In the aftermath of the historic 2005 national elections, Birtukan chose to courageously step forward to lead the popular march for freedom. Her leadership qualities and unswerving commitment to her lofty cause significantly contributed to her election as Vice President of the Coalition for Unity and Democracy. After the violent crackdowns that followed protests against wide spread election fraud, she was one of the hundreds of opposition leaders, journalists, civic activists and ordinary citizens who were detained and faced trumped-up charges of high treason, genocide and outrage against the “constitution” in November 2005. Even during that period of trials and tribulations that lasted nearly 20 months, the fearless lawyer openly challenged the Kangaroo court to prove its worth and relevance.

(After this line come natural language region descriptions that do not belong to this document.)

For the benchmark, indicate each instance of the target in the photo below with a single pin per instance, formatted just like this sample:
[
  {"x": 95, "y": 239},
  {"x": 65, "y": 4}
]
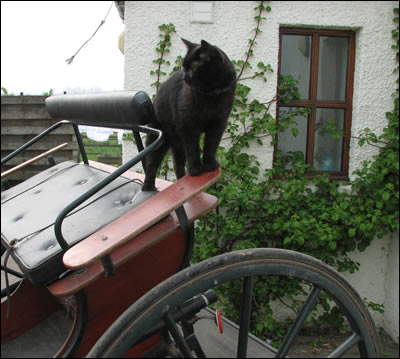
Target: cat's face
[{"x": 206, "y": 66}]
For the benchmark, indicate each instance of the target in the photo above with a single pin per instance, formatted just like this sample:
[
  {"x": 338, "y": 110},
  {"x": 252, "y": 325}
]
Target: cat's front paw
[
  {"x": 196, "y": 170},
  {"x": 148, "y": 188},
  {"x": 210, "y": 166}
]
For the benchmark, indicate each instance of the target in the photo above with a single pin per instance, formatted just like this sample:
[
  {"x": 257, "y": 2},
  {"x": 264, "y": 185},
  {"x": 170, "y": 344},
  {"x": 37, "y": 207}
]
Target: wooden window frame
[{"x": 341, "y": 175}]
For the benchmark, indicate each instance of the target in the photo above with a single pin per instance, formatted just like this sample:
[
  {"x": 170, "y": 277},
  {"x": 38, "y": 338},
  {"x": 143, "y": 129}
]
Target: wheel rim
[{"x": 298, "y": 266}]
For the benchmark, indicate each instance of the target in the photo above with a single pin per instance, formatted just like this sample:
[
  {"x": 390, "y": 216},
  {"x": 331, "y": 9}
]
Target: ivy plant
[{"x": 278, "y": 208}]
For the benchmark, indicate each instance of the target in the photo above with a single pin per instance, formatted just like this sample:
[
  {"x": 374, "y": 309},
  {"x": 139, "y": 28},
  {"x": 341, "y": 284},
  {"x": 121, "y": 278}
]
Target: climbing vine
[{"x": 277, "y": 208}]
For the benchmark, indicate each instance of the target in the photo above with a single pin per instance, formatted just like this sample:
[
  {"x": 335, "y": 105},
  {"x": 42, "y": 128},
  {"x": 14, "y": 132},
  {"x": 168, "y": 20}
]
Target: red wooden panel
[
  {"x": 138, "y": 220},
  {"x": 195, "y": 208}
]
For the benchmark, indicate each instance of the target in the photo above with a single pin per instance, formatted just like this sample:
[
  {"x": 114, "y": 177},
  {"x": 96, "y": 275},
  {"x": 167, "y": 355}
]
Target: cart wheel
[{"x": 248, "y": 265}]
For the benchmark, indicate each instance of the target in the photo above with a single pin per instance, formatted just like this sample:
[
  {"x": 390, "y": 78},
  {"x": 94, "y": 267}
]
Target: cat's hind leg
[
  {"x": 179, "y": 158},
  {"x": 153, "y": 162}
]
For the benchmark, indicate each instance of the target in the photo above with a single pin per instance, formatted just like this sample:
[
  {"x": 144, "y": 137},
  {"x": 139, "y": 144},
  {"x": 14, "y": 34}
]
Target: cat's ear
[
  {"x": 205, "y": 45},
  {"x": 208, "y": 49},
  {"x": 189, "y": 45}
]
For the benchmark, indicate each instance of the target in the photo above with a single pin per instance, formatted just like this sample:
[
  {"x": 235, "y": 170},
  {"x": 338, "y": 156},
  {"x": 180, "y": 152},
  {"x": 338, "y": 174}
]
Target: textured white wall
[{"x": 232, "y": 27}]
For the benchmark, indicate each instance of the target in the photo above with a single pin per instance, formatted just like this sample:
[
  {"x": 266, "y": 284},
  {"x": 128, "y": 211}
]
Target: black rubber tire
[{"x": 150, "y": 308}]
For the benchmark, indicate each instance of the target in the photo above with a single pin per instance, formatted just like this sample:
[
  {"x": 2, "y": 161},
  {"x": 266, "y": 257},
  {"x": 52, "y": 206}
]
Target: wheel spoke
[
  {"x": 245, "y": 311},
  {"x": 345, "y": 346},
  {"x": 298, "y": 323},
  {"x": 179, "y": 340}
]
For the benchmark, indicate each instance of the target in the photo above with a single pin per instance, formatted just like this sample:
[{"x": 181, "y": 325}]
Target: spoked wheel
[{"x": 247, "y": 265}]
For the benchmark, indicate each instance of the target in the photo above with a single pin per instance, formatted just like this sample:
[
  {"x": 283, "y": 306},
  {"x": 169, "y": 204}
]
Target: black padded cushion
[
  {"x": 29, "y": 210},
  {"x": 119, "y": 109}
]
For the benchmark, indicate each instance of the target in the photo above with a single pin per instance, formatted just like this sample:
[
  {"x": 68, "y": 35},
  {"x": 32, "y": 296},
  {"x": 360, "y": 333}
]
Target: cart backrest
[{"x": 120, "y": 109}]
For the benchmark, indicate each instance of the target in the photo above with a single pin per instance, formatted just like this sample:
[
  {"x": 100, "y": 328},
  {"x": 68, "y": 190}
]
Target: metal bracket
[
  {"x": 182, "y": 217},
  {"x": 108, "y": 265}
]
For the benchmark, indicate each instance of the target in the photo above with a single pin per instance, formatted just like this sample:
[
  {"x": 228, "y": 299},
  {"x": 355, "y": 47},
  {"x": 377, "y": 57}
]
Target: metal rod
[
  {"x": 245, "y": 311},
  {"x": 294, "y": 330},
  {"x": 80, "y": 144},
  {"x": 179, "y": 340},
  {"x": 111, "y": 177},
  {"x": 139, "y": 145},
  {"x": 345, "y": 346}
]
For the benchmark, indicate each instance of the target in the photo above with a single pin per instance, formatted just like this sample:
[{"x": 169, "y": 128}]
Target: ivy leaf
[
  {"x": 352, "y": 232},
  {"x": 295, "y": 131}
]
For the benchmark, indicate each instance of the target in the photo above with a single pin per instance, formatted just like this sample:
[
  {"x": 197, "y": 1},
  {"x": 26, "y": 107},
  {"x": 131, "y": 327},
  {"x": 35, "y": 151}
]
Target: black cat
[{"x": 195, "y": 100}]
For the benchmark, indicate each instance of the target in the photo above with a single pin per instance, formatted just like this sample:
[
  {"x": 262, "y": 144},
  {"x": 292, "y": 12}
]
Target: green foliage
[
  {"x": 162, "y": 49},
  {"x": 278, "y": 208}
]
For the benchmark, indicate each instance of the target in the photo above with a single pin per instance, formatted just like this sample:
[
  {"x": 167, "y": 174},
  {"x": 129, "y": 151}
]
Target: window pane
[
  {"x": 327, "y": 149},
  {"x": 296, "y": 61},
  {"x": 332, "y": 68},
  {"x": 289, "y": 144}
]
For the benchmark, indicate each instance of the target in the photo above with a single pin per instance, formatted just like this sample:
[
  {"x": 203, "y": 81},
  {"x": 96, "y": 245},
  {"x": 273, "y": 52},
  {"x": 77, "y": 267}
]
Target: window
[{"x": 322, "y": 61}]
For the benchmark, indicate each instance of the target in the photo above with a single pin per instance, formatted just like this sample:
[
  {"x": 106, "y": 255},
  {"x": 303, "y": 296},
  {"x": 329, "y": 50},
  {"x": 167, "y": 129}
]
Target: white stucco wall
[{"x": 233, "y": 25}]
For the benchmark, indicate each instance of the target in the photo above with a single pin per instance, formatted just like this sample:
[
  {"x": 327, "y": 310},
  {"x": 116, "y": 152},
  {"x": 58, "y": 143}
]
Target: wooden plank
[
  {"x": 197, "y": 207},
  {"x": 138, "y": 220}
]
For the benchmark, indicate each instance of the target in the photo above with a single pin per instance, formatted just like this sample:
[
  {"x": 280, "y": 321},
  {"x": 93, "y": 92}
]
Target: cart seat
[{"x": 30, "y": 209}]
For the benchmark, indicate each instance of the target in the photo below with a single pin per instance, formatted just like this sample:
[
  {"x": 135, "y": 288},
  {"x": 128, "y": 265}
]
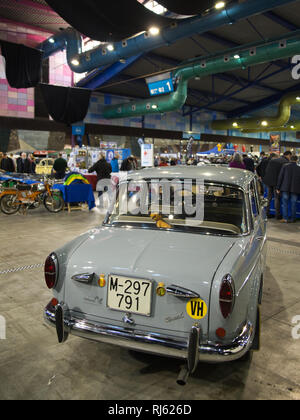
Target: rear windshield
[{"x": 181, "y": 205}]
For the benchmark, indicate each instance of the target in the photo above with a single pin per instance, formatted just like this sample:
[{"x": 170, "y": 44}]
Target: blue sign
[
  {"x": 160, "y": 87},
  {"x": 78, "y": 130},
  {"x": 190, "y": 135}
]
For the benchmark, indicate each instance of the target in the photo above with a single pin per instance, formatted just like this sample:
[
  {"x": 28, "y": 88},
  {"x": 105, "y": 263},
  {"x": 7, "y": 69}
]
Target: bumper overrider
[{"x": 190, "y": 349}]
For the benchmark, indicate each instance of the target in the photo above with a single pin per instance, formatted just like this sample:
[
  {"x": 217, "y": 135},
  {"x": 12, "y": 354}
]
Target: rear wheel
[
  {"x": 8, "y": 204},
  {"x": 256, "y": 340},
  {"x": 54, "y": 203}
]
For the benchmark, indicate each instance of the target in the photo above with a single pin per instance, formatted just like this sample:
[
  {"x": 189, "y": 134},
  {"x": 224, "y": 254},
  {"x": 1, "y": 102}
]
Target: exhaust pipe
[
  {"x": 192, "y": 359},
  {"x": 62, "y": 334},
  {"x": 183, "y": 376}
]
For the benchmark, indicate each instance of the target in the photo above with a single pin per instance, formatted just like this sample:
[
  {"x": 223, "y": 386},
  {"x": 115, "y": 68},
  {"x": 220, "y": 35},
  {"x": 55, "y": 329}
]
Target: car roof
[{"x": 212, "y": 173}]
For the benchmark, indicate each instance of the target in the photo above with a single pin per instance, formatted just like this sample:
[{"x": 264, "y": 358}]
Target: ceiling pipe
[
  {"x": 243, "y": 57},
  {"x": 100, "y": 77},
  {"x": 291, "y": 126},
  {"x": 259, "y": 123},
  {"x": 81, "y": 62}
]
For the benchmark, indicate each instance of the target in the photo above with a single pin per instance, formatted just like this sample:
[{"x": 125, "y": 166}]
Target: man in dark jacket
[
  {"x": 249, "y": 163},
  {"x": 23, "y": 164},
  {"x": 289, "y": 186},
  {"x": 7, "y": 164},
  {"x": 103, "y": 170},
  {"x": 59, "y": 167},
  {"x": 271, "y": 179}
]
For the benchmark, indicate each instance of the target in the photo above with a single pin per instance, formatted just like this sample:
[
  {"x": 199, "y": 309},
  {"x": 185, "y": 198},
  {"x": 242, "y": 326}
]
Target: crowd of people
[
  {"x": 279, "y": 176},
  {"x": 25, "y": 164}
]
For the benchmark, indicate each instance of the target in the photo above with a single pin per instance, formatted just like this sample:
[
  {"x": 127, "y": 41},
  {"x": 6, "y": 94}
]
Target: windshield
[{"x": 181, "y": 205}]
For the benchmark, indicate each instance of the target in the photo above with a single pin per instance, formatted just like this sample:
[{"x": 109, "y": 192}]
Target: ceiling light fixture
[
  {"x": 75, "y": 62},
  {"x": 220, "y": 5},
  {"x": 154, "y": 30}
]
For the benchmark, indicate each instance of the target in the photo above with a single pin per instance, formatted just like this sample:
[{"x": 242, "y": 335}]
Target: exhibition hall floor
[{"x": 34, "y": 366}]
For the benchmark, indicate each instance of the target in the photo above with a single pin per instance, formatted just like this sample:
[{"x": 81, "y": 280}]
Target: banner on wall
[
  {"x": 275, "y": 143},
  {"x": 147, "y": 155}
]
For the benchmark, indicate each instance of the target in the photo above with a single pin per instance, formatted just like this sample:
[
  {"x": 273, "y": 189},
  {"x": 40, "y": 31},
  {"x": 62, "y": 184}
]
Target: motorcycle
[{"x": 24, "y": 197}]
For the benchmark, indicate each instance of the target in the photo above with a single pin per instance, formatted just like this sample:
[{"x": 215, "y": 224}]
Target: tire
[
  {"x": 54, "y": 203},
  {"x": 7, "y": 206},
  {"x": 256, "y": 341}
]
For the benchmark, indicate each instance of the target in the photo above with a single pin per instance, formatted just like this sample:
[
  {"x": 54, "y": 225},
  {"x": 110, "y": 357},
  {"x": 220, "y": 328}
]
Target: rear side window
[{"x": 254, "y": 200}]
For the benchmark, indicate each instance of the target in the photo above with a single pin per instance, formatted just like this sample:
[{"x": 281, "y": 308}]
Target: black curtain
[
  {"x": 187, "y": 7},
  {"x": 110, "y": 20},
  {"x": 66, "y": 105},
  {"x": 23, "y": 65}
]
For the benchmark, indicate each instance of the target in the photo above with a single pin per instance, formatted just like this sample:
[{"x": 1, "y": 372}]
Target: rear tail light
[
  {"x": 51, "y": 270},
  {"x": 227, "y": 296}
]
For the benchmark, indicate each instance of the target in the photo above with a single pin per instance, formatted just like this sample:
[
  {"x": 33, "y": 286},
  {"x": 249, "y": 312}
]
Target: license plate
[{"x": 129, "y": 295}]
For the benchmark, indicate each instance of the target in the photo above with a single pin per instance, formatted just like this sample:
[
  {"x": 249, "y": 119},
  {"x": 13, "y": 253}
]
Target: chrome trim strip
[
  {"x": 85, "y": 278},
  {"x": 154, "y": 343},
  {"x": 181, "y": 292}
]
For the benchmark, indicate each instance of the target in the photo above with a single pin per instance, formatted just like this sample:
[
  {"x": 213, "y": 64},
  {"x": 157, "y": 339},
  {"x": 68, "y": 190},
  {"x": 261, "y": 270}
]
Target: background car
[{"x": 44, "y": 167}]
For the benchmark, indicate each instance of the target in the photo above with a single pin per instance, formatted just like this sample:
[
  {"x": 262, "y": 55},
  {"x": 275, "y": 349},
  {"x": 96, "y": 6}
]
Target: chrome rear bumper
[{"x": 152, "y": 343}]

In her letters, articles and speeches, Birtukan has declared her readiness to offer herself as a sacrificial lamb for the freedom of the Ethiopian people suffering under the yolks of Meles Zenawi’s ethnocentric tyranny. True to her word, Birtukan Mideksa has proved her unfaltering stand as a leader of Ethiopia’s quest for freedom, justice, equal rights and democracy. The popular leader of freedom, who has been recognised by Amnesty International as prisoner of conscience, has become Ethiopia’s icon of liberty and a symbol of defiance against tyranny. Undoubtedly, there is clearly something distinct and unique about this woman of substance. In her Letter from Kaliti Jail, she wrote:
“Indeed, living behind bars is painful. I have felt pained, when hearing about the struggle of my fellow country men; for being forced to experience it all vicariously, for being near but far away from the terrain of the fight. Yet the pain ends right there. Our incarceration hasn't liquidated the spirit of freedom. Instead, it degrades those who are fighting against it into something hateful and undignified. Toughened by the crackdown on dissent and other forms of oppression, other democrats, genuinely committed to the cause of liberty, and equality are emerging.”
A single mum of five-year old Hale, Birtukan never committed a crime. Her passionate and truthful words that always insist on the end of a corrupt dictatorship messing up Ethiopia were enough to have her condemned to life imprisonment without due process. During her visit in Sweden in November 2008, she spoke the truth about the fact that she and the other high profile prisoners of conscience were released as a result of a political deal struck by the Elders Council, international and local pressures. That was true and accurate. Her assertion was even confirmed by the U.S. Department of State.
In its 2008 Country Report on Human Rights in Ethiopia, it stated: “On December 29, Unity for Democracy and Justice Party president Birtukan Mideksa was rearrested for accurately telling European media organizations that she had not requested from the government a pardon leading to her release from jail in July 2007.”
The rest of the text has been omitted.